4.1. Identity Data: Name, username, marital status, title, date of birth, gender.

4.2. Contact Data: Billing address, delivery address, email address, telephone numbers.

4.3. Financial Data: Bank account and payment card details (processed securely via third-party providers).

4.4. Technical Data: Internet Protocol (IP) address, browser type and version, time zone setting, browser plug-in types, operating system, and platform.

4.5. Special Personal Information: (As defined in POPIA/GDPR Art. 9) We only collect sensitive data (e.g., health, biometrics for security, or biometric identification) when strictly required by law (e.g., employment equity) or with explicit consent.

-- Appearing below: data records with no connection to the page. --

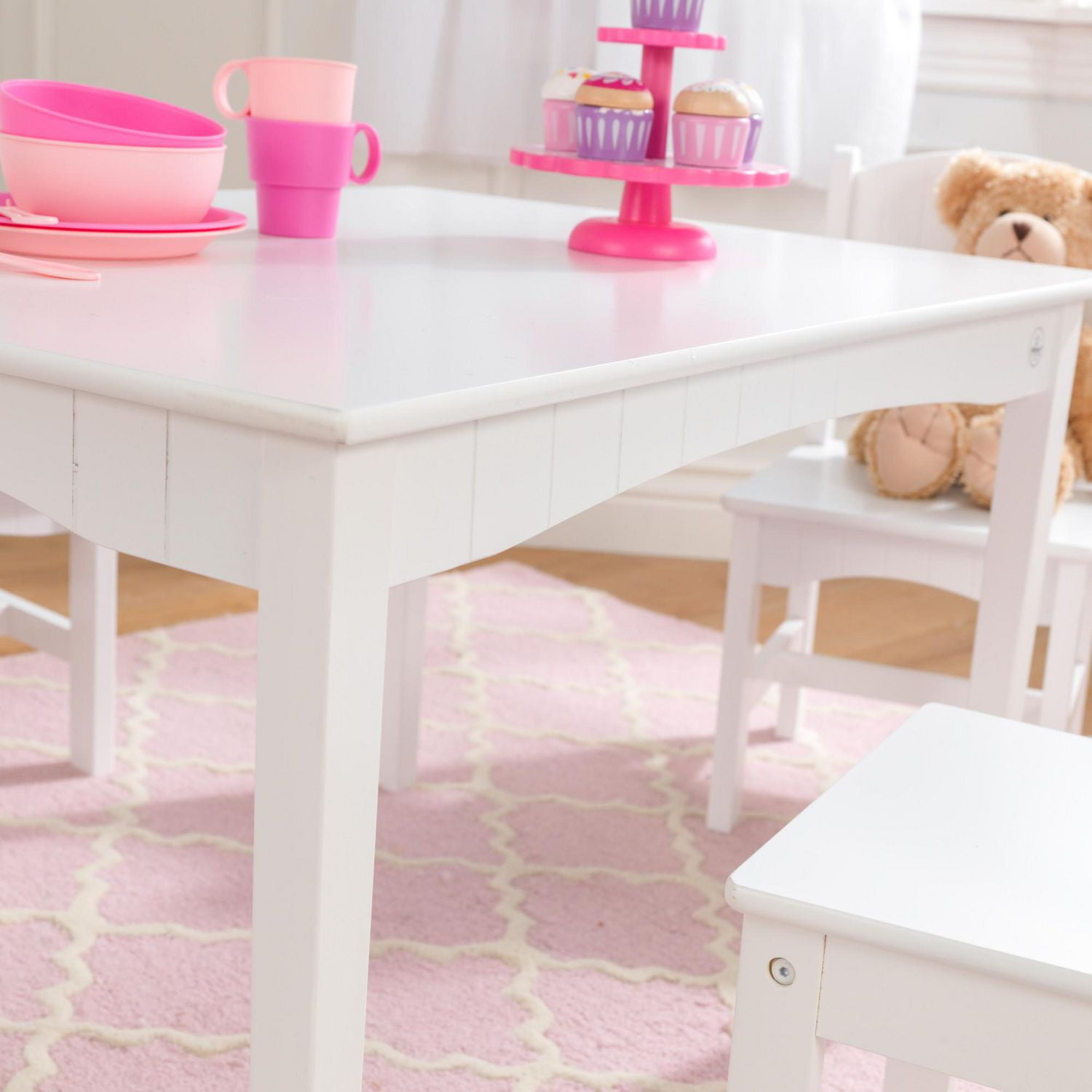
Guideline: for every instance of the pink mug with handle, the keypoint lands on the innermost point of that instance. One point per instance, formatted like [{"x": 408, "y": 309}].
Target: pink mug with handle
[
  {"x": 290, "y": 89},
  {"x": 301, "y": 168}
]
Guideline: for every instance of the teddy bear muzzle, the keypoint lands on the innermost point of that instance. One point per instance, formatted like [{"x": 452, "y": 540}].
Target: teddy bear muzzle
[{"x": 1024, "y": 237}]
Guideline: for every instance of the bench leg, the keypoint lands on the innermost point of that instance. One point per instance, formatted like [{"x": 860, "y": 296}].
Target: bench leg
[
  {"x": 1063, "y": 646},
  {"x": 775, "y": 1046},
  {"x": 803, "y": 605},
  {"x": 93, "y": 609},
  {"x": 405, "y": 654},
  {"x": 1085, "y": 655},
  {"x": 902, "y": 1077},
  {"x": 740, "y": 626}
]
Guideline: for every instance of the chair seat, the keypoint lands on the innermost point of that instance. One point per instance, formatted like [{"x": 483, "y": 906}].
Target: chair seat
[
  {"x": 819, "y": 482},
  {"x": 962, "y": 838}
]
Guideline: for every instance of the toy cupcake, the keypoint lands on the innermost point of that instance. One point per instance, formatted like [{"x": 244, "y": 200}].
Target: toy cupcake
[
  {"x": 559, "y": 108},
  {"x": 614, "y": 117},
  {"x": 712, "y": 124},
  {"x": 756, "y": 105},
  {"x": 668, "y": 15}
]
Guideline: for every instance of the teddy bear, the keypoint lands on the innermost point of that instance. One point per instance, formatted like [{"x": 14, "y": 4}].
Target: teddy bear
[{"x": 1029, "y": 211}]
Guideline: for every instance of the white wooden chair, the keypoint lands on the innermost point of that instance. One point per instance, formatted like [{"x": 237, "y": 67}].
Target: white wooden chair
[
  {"x": 812, "y": 515},
  {"x": 87, "y": 639}
]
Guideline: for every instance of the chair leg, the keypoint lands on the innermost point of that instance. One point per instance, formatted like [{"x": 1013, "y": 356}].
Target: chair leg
[
  {"x": 740, "y": 626},
  {"x": 775, "y": 1046},
  {"x": 803, "y": 605},
  {"x": 93, "y": 609},
  {"x": 405, "y": 653},
  {"x": 1063, "y": 650},
  {"x": 1085, "y": 660},
  {"x": 902, "y": 1077}
]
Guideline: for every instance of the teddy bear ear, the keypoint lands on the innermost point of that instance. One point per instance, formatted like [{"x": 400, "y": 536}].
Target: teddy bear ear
[{"x": 965, "y": 176}]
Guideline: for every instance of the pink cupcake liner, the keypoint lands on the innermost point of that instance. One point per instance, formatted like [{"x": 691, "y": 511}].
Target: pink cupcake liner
[
  {"x": 559, "y": 124},
  {"x": 668, "y": 15},
  {"x": 701, "y": 141},
  {"x": 606, "y": 133}
]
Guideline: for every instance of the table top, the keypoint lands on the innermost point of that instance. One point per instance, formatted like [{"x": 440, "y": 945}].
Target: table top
[
  {"x": 823, "y": 483},
  {"x": 962, "y": 838},
  {"x": 435, "y": 307}
]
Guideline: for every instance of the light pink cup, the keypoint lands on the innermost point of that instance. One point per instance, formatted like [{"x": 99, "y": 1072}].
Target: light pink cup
[{"x": 290, "y": 89}]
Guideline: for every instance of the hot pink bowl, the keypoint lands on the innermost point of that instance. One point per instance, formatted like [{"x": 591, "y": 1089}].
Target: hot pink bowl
[
  {"x": 106, "y": 183},
  {"x": 71, "y": 111}
]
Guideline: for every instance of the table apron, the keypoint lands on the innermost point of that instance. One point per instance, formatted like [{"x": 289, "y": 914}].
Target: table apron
[{"x": 185, "y": 491}]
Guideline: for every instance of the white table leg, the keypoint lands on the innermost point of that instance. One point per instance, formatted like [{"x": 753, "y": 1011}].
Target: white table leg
[
  {"x": 740, "y": 626},
  {"x": 902, "y": 1077},
  {"x": 1016, "y": 550},
  {"x": 323, "y": 633},
  {"x": 775, "y": 1046},
  {"x": 93, "y": 611},
  {"x": 804, "y": 605},
  {"x": 405, "y": 655}
]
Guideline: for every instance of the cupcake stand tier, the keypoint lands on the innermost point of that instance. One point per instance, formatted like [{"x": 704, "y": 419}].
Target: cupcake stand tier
[{"x": 644, "y": 227}]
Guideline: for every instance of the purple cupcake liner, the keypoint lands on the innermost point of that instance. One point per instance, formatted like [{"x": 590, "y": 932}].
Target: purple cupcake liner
[
  {"x": 753, "y": 139},
  {"x": 606, "y": 133},
  {"x": 668, "y": 15}
]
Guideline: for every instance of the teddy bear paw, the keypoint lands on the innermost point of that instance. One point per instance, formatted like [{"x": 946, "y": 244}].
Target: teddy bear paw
[
  {"x": 980, "y": 467},
  {"x": 917, "y": 451}
]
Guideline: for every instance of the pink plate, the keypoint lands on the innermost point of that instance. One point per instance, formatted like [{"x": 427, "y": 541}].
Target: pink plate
[
  {"x": 108, "y": 246},
  {"x": 215, "y": 220}
]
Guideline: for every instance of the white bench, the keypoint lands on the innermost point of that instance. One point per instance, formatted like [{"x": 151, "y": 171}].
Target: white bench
[{"x": 934, "y": 906}]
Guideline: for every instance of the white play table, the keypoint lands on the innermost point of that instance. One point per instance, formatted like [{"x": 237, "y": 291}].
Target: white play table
[{"x": 327, "y": 419}]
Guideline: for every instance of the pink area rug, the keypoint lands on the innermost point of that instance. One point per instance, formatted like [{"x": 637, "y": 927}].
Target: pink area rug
[{"x": 550, "y": 910}]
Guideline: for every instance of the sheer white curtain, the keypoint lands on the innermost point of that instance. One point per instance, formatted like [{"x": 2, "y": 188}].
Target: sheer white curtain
[{"x": 462, "y": 76}]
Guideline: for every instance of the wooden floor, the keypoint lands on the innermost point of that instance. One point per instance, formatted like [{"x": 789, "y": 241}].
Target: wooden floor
[{"x": 885, "y": 622}]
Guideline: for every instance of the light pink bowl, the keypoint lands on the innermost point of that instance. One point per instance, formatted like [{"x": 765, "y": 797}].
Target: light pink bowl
[
  {"x": 52, "y": 111},
  {"x": 701, "y": 141},
  {"x": 106, "y": 183}
]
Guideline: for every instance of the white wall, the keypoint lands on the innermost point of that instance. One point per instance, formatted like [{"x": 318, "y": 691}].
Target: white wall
[{"x": 1021, "y": 84}]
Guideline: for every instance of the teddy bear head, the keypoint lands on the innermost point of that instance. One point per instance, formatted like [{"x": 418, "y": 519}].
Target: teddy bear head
[{"x": 1031, "y": 211}]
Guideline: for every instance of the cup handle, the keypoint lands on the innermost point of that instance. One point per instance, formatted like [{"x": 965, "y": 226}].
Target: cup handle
[
  {"x": 375, "y": 154},
  {"x": 220, "y": 90}
]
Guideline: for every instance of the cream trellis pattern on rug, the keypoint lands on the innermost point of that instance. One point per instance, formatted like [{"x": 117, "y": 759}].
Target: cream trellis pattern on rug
[{"x": 548, "y": 910}]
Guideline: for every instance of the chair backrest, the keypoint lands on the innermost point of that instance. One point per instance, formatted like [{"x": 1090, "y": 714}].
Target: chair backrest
[{"x": 893, "y": 202}]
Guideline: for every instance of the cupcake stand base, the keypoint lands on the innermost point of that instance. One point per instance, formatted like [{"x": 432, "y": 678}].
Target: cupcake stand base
[{"x": 644, "y": 227}]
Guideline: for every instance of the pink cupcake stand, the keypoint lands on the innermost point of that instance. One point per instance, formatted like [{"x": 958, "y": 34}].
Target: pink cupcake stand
[{"x": 644, "y": 227}]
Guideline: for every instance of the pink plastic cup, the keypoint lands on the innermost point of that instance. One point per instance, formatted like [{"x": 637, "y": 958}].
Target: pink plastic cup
[
  {"x": 290, "y": 89},
  {"x": 47, "y": 109},
  {"x": 301, "y": 168}
]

5. Lawful Basis for Processing (GDPR/UK GDPR Requirement)

Under UK and EU data protection laws, we must have a "lawful basis" for processing your data. We process your data based on:

5.1. Contractual Necessity: Processing is necessary to perform a contract with you (e.g., providing our optimisation services or employment contracts).

5.2. Legal Obligation: We are required by law to process your data (e.g., SARS tax records in SA, HMRC records in the UK).

5.3. Legitimate Interests: Necessary for our legitimate business interests (e.g., network security, fraud prevention, keeping records updated), provided your rights do not override these interests.

5.4. Consent: In specific circumstances (such as direct marketing to new contacts), we will ask for your explicit consent. You may withdraw this consent at any time.

6. How We Use Your Data (Purpose)

We process data for the following purposes:

6.1. To register you as a new customer or employee.

6.2. To process and deliver our services and products.

6.3. To manage our relationship with you (notifying you of changes to terms or privacy policy).

6.4. To administer and protect our business and website (troubleshooting, data analysis, testing, system maintenance).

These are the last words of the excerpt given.